ECLI:NL:HR:2010:BO1713
Hoge Raad
- Cassatie
- F.H. Koster
- W.M.E. Thomassen
- M.A. Loth
- Rechtspraak.nl
Cassatie over bewijsvoering en opzet in strafzaak betreffende bezit van kinderporno
In deze zaak heeft de Hoge Raad op 26 oktober 2010 uitspraak gedaan in een cassatieprocedure tegen een arrest van het Gerechtshof te 's-Gravenhage. De verdachte was in hoger beroep veroordeeld voor het in bezit hebben van een afbeelding van seksuele gedragingen van een minderjarige.

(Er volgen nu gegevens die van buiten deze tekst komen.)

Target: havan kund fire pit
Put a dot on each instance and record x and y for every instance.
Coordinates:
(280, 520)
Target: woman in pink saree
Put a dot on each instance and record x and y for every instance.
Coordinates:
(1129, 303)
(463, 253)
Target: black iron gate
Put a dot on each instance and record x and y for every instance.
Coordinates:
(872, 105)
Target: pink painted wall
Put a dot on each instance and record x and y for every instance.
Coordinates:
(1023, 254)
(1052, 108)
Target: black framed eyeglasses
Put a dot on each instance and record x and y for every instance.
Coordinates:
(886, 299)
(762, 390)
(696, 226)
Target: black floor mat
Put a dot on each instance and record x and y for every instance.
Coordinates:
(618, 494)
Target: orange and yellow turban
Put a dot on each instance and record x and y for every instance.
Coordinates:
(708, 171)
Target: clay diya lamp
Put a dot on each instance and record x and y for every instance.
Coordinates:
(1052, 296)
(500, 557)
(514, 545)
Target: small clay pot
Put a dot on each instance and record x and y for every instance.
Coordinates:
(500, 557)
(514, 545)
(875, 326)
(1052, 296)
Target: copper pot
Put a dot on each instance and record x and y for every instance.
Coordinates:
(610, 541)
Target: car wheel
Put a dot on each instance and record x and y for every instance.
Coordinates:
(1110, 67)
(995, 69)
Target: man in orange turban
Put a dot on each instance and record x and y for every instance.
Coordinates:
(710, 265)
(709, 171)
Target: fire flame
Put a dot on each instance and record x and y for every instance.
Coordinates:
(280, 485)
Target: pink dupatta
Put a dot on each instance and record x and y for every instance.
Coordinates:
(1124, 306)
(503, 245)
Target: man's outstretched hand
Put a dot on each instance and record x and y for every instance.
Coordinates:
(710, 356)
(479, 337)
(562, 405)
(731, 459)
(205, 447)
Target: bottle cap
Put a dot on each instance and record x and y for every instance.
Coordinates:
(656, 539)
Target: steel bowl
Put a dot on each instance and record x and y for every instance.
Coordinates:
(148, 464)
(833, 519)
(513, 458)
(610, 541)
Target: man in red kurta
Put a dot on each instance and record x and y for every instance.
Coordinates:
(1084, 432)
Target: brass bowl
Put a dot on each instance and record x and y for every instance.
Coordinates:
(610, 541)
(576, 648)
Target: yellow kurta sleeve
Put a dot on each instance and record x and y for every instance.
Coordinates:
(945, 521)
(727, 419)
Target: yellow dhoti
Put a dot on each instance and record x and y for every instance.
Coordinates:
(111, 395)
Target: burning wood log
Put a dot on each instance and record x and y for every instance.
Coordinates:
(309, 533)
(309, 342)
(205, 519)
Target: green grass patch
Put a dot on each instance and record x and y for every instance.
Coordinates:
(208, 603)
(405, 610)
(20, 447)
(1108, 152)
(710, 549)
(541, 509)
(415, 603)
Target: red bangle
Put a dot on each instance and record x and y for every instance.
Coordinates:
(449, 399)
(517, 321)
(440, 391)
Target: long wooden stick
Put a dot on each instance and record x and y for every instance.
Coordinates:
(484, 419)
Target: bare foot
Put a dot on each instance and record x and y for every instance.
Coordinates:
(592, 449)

Het beroep in cassatie was ingesteld door de verdachte, vertegenwoordigd door zijn advocaat mr. R.J. Wortelboer. De Advocaat-Generaal Aben had geconcludeerd tot vernietiging van het bestreden arrest, maar alleen wat betreft de bewezenverklaring van feit 5, en verzocht om verwijzing naar een aangrenzend hof voor herbehandeling.
De Hoge Raad oordeelde dat de bewezenverklaring van het opzet van de verdachte niet voldoende was gemotiveerd. Uit de gebezigde bewijsmiddelen kon niet worden afgeleid dat het opzet van de verdachte, al dan niet in voorwaardelijke vorm, gericht was op het in bezit hebben van de afbeelding. De Hoge Raad vernietigde daarom de bestreden uitspraak, voor zover deze aan zijn oordeel onderworpen was, en wees de zaak terug naar het Gerechtshof te 's-Gravenhage voor herbehandeling.
De zaak betrof een verdachte die in de periode van 6 april 2006 tot en met 29 januari 2007 een gegevensdrager met een afbeelding van seksuele gedragingen had bezeten. De Hoge Raad concludeerde dat de motivering van de bewezenverklaring ontoereikend was en dat de uitspraak niet voldeed aan de eisen van de wet. Dit leidde tot de beslissing om de zaak terug te verwijzen voor een nieuwe behandeling.